SIR: In his discussion of literary life in Castro’s Cuba Cabrera Infante attributes to Joseph Goebbels the quotation ‘Every time I hear the word culture, I reach for my pistol.’ It is a remark normally credited to Hermann Goering, but he apparently took it from Hanns Johst’s 1934 play Schlageter.
Alec Smart
London N19
SIR: In his review of Lucy and The Making of Mankind (LRB, 21 May), J.Z. Young comments that ‘Richard Leakey’s book costs exactly the same as Johanson’s but is worth many times more,’ and expresses concern about the emphasis placed in Lucy on one set of discoveries, and the reliability of the verbatim accounts reported therein. Jeremy Cherfas has taken up the latter point in your columns (Letters, 18 June): but what neither Young nor Cherfas has remarked on is the extent to which Lucy is an American book, white The Making of Mankind follows a strong British tradition. I suspect that the calm, authoritative tone of Leakey’s book will be as baffling to an American audience as the shrill excitement of Lucy is to a British reader, and this suspicion is strengthened by the news that the excellent TV series accompanying Leakey’s text has yet to be scheduled for screening in the US.

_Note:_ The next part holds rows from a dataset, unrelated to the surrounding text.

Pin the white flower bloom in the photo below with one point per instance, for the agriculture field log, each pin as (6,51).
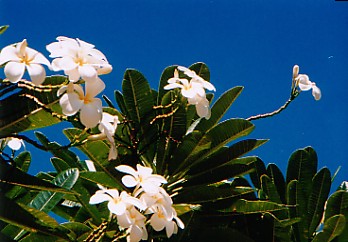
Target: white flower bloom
(142,177)
(117,203)
(193,90)
(20,57)
(161,219)
(135,222)
(305,84)
(75,100)
(78,59)
(13,143)
(108,126)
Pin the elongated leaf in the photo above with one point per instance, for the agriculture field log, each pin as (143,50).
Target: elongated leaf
(16,215)
(333,227)
(234,151)
(226,171)
(278,180)
(219,108)
(338,204)
(101,178)
(33,105)
(259,170)
(23,161)
(46,201)
(3,28)
(270,189)
(10,175)
(216,138)
(320,192)
(203,194)
(302,166)
(137,96)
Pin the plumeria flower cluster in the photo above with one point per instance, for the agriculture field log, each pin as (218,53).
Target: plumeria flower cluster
(302,81)
(80,61)
(193,89)
(149,203)
(13,143)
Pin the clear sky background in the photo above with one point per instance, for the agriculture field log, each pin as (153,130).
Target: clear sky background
(250,43)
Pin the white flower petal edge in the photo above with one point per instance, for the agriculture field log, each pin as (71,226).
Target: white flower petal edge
(20,57)
(302,81)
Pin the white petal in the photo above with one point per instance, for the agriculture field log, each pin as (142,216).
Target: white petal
(9,53)
(136,233)
(37,73)
(70,103)
(170,228)
(87,72)
(172,86)
(156,222)
(93,88)
(40,59)
(127,169)
(90,114)
(118,208)
(129,181)
(14,71)
(316,92)
(99,197)
(14,143)
(144,171)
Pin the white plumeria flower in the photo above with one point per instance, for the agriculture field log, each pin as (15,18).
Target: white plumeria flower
(202,106)
(77,59)
(305,84)
(160,199)
(75,100)
(161,219)
(20,57)
(142,177)
(108,126)
(117,203)
(193,90)
(12,143)
(135,222)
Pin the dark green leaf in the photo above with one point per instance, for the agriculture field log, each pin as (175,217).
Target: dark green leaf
(320,192)
(219,108)
(333,227)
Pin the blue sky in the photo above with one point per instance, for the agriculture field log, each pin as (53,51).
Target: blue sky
(250,43)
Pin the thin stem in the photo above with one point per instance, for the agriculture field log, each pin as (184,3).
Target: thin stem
(294,94)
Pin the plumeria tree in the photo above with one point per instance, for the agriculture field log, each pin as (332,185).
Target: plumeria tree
(157,165)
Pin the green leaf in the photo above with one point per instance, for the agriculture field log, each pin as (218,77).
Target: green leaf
(34,105)
(333,227)
(260,169)
(270,189)
(20,217)
(320,192)
(10,175)
(278,180)
(214,139)
(204,194)
(23,161)
(3,28)
(219,108)
(137,96)
(101,178)
(226,155)
(250,207)
(226,171)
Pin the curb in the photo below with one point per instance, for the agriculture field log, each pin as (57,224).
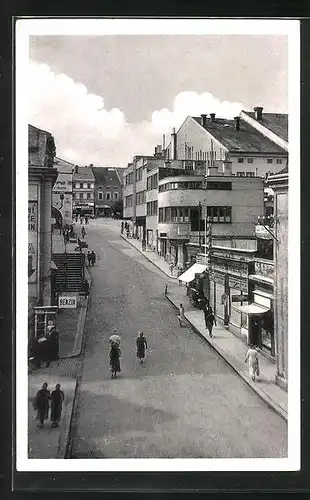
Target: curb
(274,406)
(148,258)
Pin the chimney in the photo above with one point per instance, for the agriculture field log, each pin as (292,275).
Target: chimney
(174,144)
(237,122)
(203,120)
(258,113)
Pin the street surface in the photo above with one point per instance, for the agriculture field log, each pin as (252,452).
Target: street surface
(185,401)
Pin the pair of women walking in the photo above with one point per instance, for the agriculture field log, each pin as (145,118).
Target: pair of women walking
(115,351)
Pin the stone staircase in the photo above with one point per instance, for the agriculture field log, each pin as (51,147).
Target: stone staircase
(70,272)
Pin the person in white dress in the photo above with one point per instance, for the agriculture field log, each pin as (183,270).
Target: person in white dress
(252,359)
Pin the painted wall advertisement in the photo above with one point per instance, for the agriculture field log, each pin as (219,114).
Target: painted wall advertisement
(32,241)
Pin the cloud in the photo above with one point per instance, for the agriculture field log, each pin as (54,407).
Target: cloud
(86,132)
(194,104)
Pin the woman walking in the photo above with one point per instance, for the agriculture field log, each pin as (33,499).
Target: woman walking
(252,359)
(141,344)
(41,404)
(115,354)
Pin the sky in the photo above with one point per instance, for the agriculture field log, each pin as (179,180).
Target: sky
(108,98)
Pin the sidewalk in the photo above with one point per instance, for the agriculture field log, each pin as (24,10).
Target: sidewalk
(230,347)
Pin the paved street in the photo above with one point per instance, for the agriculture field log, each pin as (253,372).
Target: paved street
(185,401)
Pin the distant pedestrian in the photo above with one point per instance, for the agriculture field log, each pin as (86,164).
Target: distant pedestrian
(93,258)
(210,321)
(141,344)
(181,316)
(252,358)
(57,398)
(89,258)
(85,287)
(41,404)
(54,344)
(115,354)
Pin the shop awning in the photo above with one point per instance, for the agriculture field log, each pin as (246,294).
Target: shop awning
(189,275)
(252,308)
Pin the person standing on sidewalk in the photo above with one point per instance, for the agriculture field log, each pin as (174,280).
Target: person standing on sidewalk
(181,316)
(141,344)
(41,404)
(252,359)
(210,320)
(57,398)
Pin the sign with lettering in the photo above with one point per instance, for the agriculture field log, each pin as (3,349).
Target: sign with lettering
(67,301)
(239,298)
(32,241)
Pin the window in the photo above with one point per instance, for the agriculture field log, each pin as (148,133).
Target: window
(219,214)
(221,186)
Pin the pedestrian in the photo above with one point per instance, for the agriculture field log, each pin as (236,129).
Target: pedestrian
(57,398)
(41,404)
(210,321)
(181,316)
(141,344)
(85,287)
(54,344)
(115,354)
(252,358)
(89,258)
(93,257)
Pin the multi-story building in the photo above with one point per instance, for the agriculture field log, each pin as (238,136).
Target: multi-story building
(62,193)
(83,190)
(108,191)
(41,176)
(251,151)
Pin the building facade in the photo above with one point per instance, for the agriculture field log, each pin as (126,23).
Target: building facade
(62,193)
(83,191)
(108,191)
(42,175)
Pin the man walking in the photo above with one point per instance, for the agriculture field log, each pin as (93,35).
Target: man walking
(141,344)
(57,398)
(41,404)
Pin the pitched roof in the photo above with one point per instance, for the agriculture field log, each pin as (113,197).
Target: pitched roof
(245,140)
(276,122)
(83,173)
(106,176)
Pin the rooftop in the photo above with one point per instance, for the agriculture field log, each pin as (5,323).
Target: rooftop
(275,122)
(83,173)
(245,140)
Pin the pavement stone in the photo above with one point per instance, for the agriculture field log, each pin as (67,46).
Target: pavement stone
(230,348)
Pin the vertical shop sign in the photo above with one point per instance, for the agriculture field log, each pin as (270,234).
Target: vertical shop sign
(32,241)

This echoes the difficulties Carl Sagan’s Cosmos has encountered crossing the Atlantic the other way: as disappointing as Lucy (to British eyes) in book form, Cosmos, although much acclaimed as television ‘over there’, is regarded as nothing much out of the ordinary by the BBC and has been held back for editing to suit the tastes of a British audience, even though the book has been available for several weeks. Hysterical breathlessness seems to be the vogue for ‘selling’ science in the US: happily, in spite of the parlous state of publishing in the UK, this is not the case here. Apart from any other implication of this dichotomy, it does emphasise the need for a London review of books; more seriously, it makes the point yet again that, in spite of the accident of a shared language, America, and American books, are really part of a culture as different from ours as, say, the French. Reviewers might find it worthwhile to approach books from over the water with this in mind.
John Gribbin
Brighton
SIR: John Sutherland misquotes Conrad in his review of Eric Morecambe’s Mr Lonely (LRB, 4 June). Conrad does not observe, ‘we die as we dream, alone,’ but: ‘we live as we dream – alone …’ These words are actually spoken by Marlow, the narrator of Heart of Darkness. It may be a small point, but the misquotation, in its bathetic obviousness, is unfair to Conrad, and indeed Morecambe, considering the favourable review of his novel.